Often overlooked in the discussion of exceptional horror remakes, 1988’s The Blob is superior to its predecessor on just about every level. While auteurs like John Carpenter and David Cronenberg may have elevated 1950s sci-fi B-movies into horrific profiles of the human psyche with their respectively reimagined The Thing and The Fly, director Chuck Russell (The Mask, A Nightmare on Elm Street 3: Dream Warriors) trims the fat off the underwhelming 1958 original and doubles down on the gooey, goofy mayhem.
The plot is more or less the same as the original: A small town is terrorized by a pink, amorphous blob that continually expands as it absorbs hapless citizens. This time, there’s a government conspiracy involving the Cold War and a military coverup. The satire here nevertheless is half-baked, and the real pleasures come from the absolutely splatter-ific setpieces in which people are painfully and horrifically dissolved by the titular goop monster. Said monster is in itself a wonderful practical effect, a veiny quilt of ooze that, when stretching over the faces of its victims, resembles a stomach slowly digesting a still-living meal. It all looks queasily … internal.
Tony Gardner’s special effects work is still shocking to this day and remains the primary reason to seek this out. People aren’t just killed by the blob, they are decimated by it. Skin peels, limbs tear, bodies implode and characters whom most horror flicks would spare are given the cruelest deaths.
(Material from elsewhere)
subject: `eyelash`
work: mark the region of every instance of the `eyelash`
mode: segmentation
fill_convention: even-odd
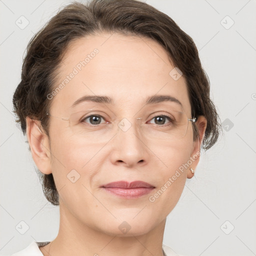
[[[86,118],[83,118],[82,120],[81,120],[81,122],[84,122],[84,121],[86,119],[88,119],[88,118],[90,118],[92,116],[100,117],[100,118],[102,118],[104,120],[105,120],[105,118],[102,116],[98,115],[98,114],[91,114],[90,116],[86,116]],[[170,126],[170,125],[172,124],[174,122],[174,121],[172,120],[172,119],[170,117],[168,116],[166,116],[166,115],[164,115],[164,114],[160,114],[160,115],[156,116],[154,116],[153,118],[152,118],[150,120],[150,121],[151,121],[151,120],[152,120],[153,119],[154,119],[154,118],[159,118],[159,117],[166,118],[169,120],[170,122],[168,123],[168,124],[156,124],[156,126]],[[88,125],[89,125],[90,126],[98,126],[100,124],[88,124],[88,123],[86,123],[86,124],[88,124]],[[110,122],[107,122],[107,124],[110,124]]]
That doesn’t mean The Blob is some sort of feel-bad experience. Russell’s film is a loving homage to ‘50s alien-invasion pictures as well as a winking parody of them. There’s no way you can’t laugh or cheer when the protagonist (played by Not Matt Dillon) jumps over the blob on his motorcycle or a sleazeball tries to grope his date and finds a gnarly surprise under her blouse. Fortunately, this film seems to have gained a bit of a cult following thanks to the online legion of horror nerds, but this excellent Blu-ray reissue from Scream! Factory will hopefully give it the wider recognition it deserves.